Masyarakat luas tentu belum banyak yang mengetahui informasi ini. Apalagi pandemi saat ini cukup menyibukkan individu masyarakat untuk memenuhi kebutuhan primer mereka dan bertahan di tengah perekonomian yang kian pailit. Karena itu, pemerintah tak lupa untuk membahas bagaimana cara sosialisasi kebijakan ini pada masyarakat. Harapannya masyarakat mau menyambut baik migrasi ini dan mereka mulai membiasakan diri dengan televisi digital yang kaya manfaat.

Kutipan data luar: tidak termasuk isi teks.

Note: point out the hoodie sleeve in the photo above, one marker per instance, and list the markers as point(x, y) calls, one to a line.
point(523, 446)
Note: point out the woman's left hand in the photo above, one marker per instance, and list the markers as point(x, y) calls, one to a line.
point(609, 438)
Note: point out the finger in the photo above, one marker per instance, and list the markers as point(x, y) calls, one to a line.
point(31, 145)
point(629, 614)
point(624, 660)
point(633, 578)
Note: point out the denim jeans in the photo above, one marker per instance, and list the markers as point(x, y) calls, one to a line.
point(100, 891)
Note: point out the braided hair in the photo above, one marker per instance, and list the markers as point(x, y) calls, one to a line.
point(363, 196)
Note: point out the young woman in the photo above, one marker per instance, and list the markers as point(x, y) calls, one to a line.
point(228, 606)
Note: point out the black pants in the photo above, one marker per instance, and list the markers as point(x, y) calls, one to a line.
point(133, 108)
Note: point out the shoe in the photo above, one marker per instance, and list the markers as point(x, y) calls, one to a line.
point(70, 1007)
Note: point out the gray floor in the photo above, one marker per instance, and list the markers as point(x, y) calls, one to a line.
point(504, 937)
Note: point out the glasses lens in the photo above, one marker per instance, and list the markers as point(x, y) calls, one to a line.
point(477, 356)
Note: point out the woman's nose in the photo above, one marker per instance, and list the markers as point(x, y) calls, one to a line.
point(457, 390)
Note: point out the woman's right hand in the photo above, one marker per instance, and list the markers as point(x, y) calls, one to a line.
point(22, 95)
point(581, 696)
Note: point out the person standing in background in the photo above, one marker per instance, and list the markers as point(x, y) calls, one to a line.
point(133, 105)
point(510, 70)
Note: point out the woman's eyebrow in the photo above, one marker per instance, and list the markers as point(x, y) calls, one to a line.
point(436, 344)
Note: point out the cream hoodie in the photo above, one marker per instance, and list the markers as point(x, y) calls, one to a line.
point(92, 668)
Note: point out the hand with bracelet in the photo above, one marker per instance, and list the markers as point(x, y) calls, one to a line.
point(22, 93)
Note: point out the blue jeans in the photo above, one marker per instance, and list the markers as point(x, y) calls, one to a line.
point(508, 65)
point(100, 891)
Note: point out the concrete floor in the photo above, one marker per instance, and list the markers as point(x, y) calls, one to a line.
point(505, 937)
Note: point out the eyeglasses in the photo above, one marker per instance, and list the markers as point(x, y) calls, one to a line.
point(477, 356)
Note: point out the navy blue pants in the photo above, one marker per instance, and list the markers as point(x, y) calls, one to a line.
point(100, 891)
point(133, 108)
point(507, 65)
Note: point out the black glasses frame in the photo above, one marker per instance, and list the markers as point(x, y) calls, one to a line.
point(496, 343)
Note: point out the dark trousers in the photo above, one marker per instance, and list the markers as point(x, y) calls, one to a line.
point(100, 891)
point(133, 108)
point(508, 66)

Setidaknya ada lima manfaat yang disinyalir positif dari pemberlakukan ASO ini bagi masyarakat, menurut Ahmad M Ramli, Direktur Jenderal Penyelenggaraan Pos dan Informatika (PPI) Kementerian Komunikasi dan Informatika (Kominfo). Pertama, masyarakat dapat menyaksikan siaran televisi tanpa semut alias memiliki kualitas gambar yang lebih jernih, bersih, canggih dengan fitur yang interaktif. Kedua, lebih efisien dalam penggunaan pita frekuensi, sehingga sisa frekuensi dapat digunakan untuk layanan akses telekomunikasi berkualitas seluler 5G sebagai solusi defisit broadband. Ketiga, ASO dapat memperkokoh ideologi bangsa dan memperkuat nasionalisme dari diversifikasi program tayangan stasiun televisi lokal, terutama di wilayah perbatasan. Keempat, mendorong keberagaman konten pada industri penyiaran di dalam negeri, khususnya ketersediaan ruang untuk konten lokal. Kelima, ASO membuka peluang bagi industri pertelevisian untuk berkompetisi secara adil dalam playing field yang sama.

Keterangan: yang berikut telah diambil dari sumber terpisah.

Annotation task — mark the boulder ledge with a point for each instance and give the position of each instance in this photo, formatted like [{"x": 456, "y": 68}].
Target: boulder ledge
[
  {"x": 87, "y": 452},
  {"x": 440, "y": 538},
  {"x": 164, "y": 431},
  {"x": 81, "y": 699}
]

Melihat kelima manfaat di ataslah akhirnya kebijakan ASO ini hendak diwujudkan pemerintah. Staf Ahli Menteri Kominfo, Prof. Dr. Henri Subiakto menyatakan kebijakan ini harus disukseskan karena adanya penataan penggunaan frekuensi televisi analog ini akan menghasilkan digital devidend yang itu akan dikembalikan untuk kemaslahatan masyarakat.

ASO dan Kepentingan Korporasi

Sekilas langkah yang ditetapkan pemerintah ini baik untuk kepentingan masyarakat. Di satu sisi pemberlakuannya menjanjikan berbagai manfaat yang telah disampaikan di atas. Tapi di sisi lain, kebijakan ini nyatanya sungguh menguntungkan pihak korporasi.

Banyak dari anggota masyarakat yang belum memahami, kecuali yang peka dan jeli, akan bahaya yang terselubung dalam kebijakan ini. Tidak dimungkiri bahwa digitalisasi penyiaran amat dibutuhkan agar informasi segera dapat diperoleh dalam waktu yang singkat tanpa kendala dan negeri ini mampu bersaing di kancah internasional. Baik informasi yang sifatnya edukatif dari pemerintah ke masyarakat, masyarakat ke pemerintah, maupun antarmasyarakat. Tetapi, ada satu hal yang tidak boleh luput dari pantauan kita yakni terkait apa yang ada di balik kebijakan ini.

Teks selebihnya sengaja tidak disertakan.